Large Tasks¶

Status: Complete — one campaign, three sizes, three arms, model fixed. Date: 2026-06-22 Model (fixed): claude-sonnet-4-6 Design + prior results: 01-experiment-prompt-3sizes-3arms.md, tdd-vs-test-after-experiment.md, tdd-vs-test-after-consolidated-report.md (prior campaign; not migrated into this docs set) Runner: scripts/run_tdd_experiment.py Analyzer: scripts/analyze_tdd_experiment.py Raw data: data/3sizes-small-sonnet-2026-06-22.jsonl (small), data/tdd-largetask-sonnet-2026-06-21.json (medium, folded in), data/3sizes-large-sonnet-2026-06-22.jsonl (large), data/3sizes-3arms-summary.json (cost/quality summary), data/3sizes-review-findings.json (review-agent findings, large tier)

Executive summary — read this first¶

Three workflows — build-pipeline (the real dev-team /plan→/build), test-first (strict RED-GREEN-REFACTOR), test-after (all code first, tests last) — were compared on 18 tasks across three sizes (6 small katas, 6 medium single-module features, 6 large multi-file packages), every cell isolated and graded by hidden acceptance tests, model held fixed at claude-sonnet-4-6. 192 cells, 0 dispatch errors, 0 timeouts.

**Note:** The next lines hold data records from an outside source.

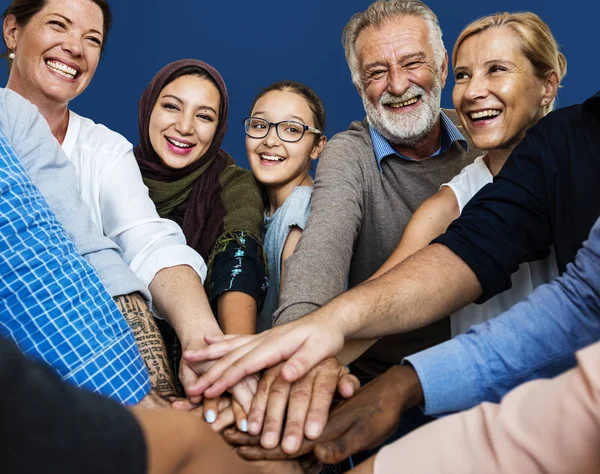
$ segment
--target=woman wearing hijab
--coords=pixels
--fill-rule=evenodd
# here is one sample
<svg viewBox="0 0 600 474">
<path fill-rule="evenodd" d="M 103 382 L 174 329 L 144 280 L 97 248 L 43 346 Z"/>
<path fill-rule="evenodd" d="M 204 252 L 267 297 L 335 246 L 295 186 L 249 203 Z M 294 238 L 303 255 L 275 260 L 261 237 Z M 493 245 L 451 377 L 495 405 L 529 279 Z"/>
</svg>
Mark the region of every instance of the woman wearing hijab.
<svg viewBox="0 0 600 474">
<path fill-rule="evenodd" d="M 263 203 L 252 173 L 221 148 L 228 105 L 210 65 L 166 65 L 140 99 L 135 156 L 159 215 L 208 262 L 205 288 L 223 331 L 254 333 L 267 288 Z"/>
</svg>

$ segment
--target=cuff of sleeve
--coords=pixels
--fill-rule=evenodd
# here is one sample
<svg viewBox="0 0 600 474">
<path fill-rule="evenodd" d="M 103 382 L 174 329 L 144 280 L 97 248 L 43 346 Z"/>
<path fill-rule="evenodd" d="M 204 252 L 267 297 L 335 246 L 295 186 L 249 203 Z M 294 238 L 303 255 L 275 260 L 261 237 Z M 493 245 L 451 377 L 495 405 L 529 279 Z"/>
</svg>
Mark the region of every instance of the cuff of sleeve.
<svg viewBox="0 0 600 474">
<path fill-rule="evenodd" d="M 187 245 L 161 247 L 148 255 L 142 262 L 137 262 L 134 259 L 130 267 L 144 285 L 149 286 L 160 270 L 176 267 L 177 265 L 192 267 L 202 280 L 202 284 L 204 284 L 207 271 L 206 263 L 198 252 Z"/>
<path fill-rule="evenodd" d="M 135 405 L 151 388 L 148 371 L 131 331 L 94 354 L 63 380 L 124 405 Z"/>
<path fill-rule="evenodd" d="M 426 415 L 466 410 L 481 401 L 477 373 L 457 339 L 406 357 L 402 363 L 412 365 L 419 376 Z"/>
</svg>

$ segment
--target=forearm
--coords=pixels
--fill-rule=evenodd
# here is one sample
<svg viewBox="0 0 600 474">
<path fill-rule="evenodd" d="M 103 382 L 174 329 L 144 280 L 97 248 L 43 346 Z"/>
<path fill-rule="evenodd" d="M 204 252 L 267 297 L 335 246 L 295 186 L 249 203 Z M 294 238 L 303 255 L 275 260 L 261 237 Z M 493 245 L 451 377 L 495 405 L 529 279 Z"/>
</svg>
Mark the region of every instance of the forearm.
<svg viewBox="0 0 600 474">
<path fill-rule="evenodd" d="M 163 268 L 150 283 L 153 303 L 167 319 L 182 347 L 204 344 L 204 336 L 221 334 L 198 274 L 187 265 Z"/>
<path fill-rule="evenodd" d="M 133 331 L 152 387 L 163 398 L 175 396 L 177 393 L 167 351 L 148 305 L 137 293 L 117 296 L 114 300 Z"/>
<path fill-rule="evenodd" d="M 219 296 L 219 325 L 225 334 L 256 332 L 256 300 L 241 291 L 227 291 Z"/>
<path fill-rule="evenodd" d="M 346 339 L 417 329 L 474 301 L 481 287 L 471 269 L 443 245 L 431 245 L 381 277 L 335 298 L 311 315 Z"/>
</svg>

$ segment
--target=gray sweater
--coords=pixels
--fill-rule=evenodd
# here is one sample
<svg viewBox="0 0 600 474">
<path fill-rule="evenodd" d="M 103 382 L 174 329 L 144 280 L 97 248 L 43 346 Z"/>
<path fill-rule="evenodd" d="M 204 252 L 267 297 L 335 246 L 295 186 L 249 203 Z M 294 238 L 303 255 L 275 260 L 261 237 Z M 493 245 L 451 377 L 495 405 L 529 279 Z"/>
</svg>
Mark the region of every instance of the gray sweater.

Size	Correctness (all arms)	Cheapest arm	build-pipeline premium (× cheapest)	Quality separates?
small	100% build	test-after ($0.198)	4.74× ($0.94)	No (cov 100%, mut ≈1.0)
medium	100% build	test-after ($0.215)	2.57× ($0.55)	No (cov 100%, mut 1.0)
large	100% build	test-after ($0.613)	1.33× ($0.82)	Sensors finally cracked — but arms still tied

Three findings, in order of strength:

The build-pipeline's cost premium collapses as tasks get bigger — 4.74× → 2.57× → 1.33×. Its fixed planning/review overhead is a huge multiplier on a one-function kata but a minor surcharge on a real multi-file feature. On the large tier the pipeline costs only 33% more than the cheapest hand-driven arm (paired median Δ=$0.18, sign p=0.031), at identical correctness and identical test quality. This is the first run where the pipeline's price looks like a reasonable tax rather than a 3–5× luxury.
test-first vs test-after never separates on quality and barely separates on cost — and the cost gap is not monotonic. test-after had the lower median total cost in all three sizes, but the difference is significant only at medium (Δ=$0.110, 6/6 tasks, p=0.031); at small (Δ=$0.012, p=0.22) and large (Δ=$0.0075, 3/3 split, p=1.0) the two are effectively tied. The strict-TDD cost penalty the prior sonnet run reported on single-module tasks did not generalize to either smaller or larger work.
The large tier did what it was added to do: it broke the quality-sensor saturation — and the coverage/mutation axis still found no workflow makes better-tested code. Small and medium katas pin every arm at 100% coverage / 1.0 mutation (no signal). On the large multi-file packages coverage fell to 96.6–98.2% and mutation to 0.911–0.924 — finally a measurable spread — yet the three arms land on top of each other (≤1.6 pp coverage, ≤0.013 mutation apart). On that axis, the workflow does not move it.
A third quality lens — running the dev-team review agents over each arm's produced code — does separate them, and it favors the pipeline. Coverage and mutation are blind to structure/complexity/duplication; the review agents are not. Re-generating one solution per arm for the 6 large tasks and running a 6-agent panel (structure, complexity, naming, performance, security, test) over each, the build-pipeline produced the fewest review-grade findings (weighted 67, median 10.5/task) — cleaner than test-first (108, 19.0) and test-after (91, 15.0) — and cleaner on 5 of 6 tasks than either hand-driven arm (vs test-first sign p=0.06; vs test-after p=0.22). Its inline /build review step is the plausible cause. This is directional, not conclusive (n=6; the review agents show real run-to-run variance — see the section below), but it is the first quality signal in this whole line of experiments that points anywhere, and it points at the pipeline.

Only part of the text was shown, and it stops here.